Neue Ziele in der Hämophilie
Die Idee hinter dem Forschungsansatz des hemophilia free mind
Wie genau sich die persönliche Geschichte mit Hämophilie gestaltet und wie stark die Krankheit den Alltag bestimmt, das ist für jeden Betroffenen individuell unterschiedlich. Gleichzeitig ist das Leben mit Hämophilie oft von einem gemeinsamen Nenner geprägt: einer chronischen Erkrankung, die bereits im Kinderalter zum Vorschein kommt – und die bleibt.

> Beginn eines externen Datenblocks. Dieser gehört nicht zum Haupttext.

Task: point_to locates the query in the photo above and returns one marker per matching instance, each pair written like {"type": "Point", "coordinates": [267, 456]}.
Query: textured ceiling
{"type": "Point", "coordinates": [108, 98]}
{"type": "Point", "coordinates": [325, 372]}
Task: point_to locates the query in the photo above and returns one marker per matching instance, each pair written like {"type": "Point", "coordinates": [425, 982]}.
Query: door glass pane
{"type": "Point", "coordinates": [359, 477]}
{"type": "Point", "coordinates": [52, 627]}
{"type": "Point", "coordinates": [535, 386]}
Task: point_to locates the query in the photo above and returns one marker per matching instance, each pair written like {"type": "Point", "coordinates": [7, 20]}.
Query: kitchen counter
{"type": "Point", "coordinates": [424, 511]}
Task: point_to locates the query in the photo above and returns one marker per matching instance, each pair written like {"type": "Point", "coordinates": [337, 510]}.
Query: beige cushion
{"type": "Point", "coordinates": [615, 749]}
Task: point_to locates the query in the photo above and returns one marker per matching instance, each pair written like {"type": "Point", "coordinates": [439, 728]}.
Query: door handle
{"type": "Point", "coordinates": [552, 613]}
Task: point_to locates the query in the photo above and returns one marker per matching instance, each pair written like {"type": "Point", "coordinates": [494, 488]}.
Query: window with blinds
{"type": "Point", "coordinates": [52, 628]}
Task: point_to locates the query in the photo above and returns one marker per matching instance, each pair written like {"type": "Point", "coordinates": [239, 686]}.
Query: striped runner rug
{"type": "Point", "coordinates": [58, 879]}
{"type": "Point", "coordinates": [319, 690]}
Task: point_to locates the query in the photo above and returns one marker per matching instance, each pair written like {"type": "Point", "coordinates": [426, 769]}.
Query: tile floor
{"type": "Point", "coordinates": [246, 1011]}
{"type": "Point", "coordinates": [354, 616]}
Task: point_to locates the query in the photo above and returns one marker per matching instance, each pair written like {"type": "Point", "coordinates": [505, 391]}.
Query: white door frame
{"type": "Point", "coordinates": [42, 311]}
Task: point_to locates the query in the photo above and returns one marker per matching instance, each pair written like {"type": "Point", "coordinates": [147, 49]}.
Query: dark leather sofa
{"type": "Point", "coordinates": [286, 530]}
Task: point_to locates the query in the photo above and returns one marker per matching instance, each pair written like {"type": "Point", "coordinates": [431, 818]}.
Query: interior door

Die Hämophilie, die durch einen Mangel an Blutgerinnungsfaktoren charakterisiert ist, führt zu unkontrollierbaren Blutungen, die Gelenkschmerzen und -schäden unterschiedlichen Ausmaßes verursachen können. Was häufig aus dem Fokus gerät: Nicht nur die körperlichen, sondern auch die psychischen Belastungen, die solche unvorhersehbaren Blutungen erzeugen, sind groß. Trotz stetiger Fortschritte in Therapie und Versorgung ist die mentale Last für viele Menschen mit Hämophilie noch immer an der Tagesordnung: Ängste vor spontanen Blutungen, Unsicherheiten über die Zukunft und die Herausforderung, ein aktives Leben zu gestalten, ohne sich in Gefahr zu bringen. Ein Zustand der Gelassenheit und der Freiheit im Kopf, Alltägliches tun und genießen zu können, ist für viele Menschen mit Hämophilie eher Sehnsucht als Realität.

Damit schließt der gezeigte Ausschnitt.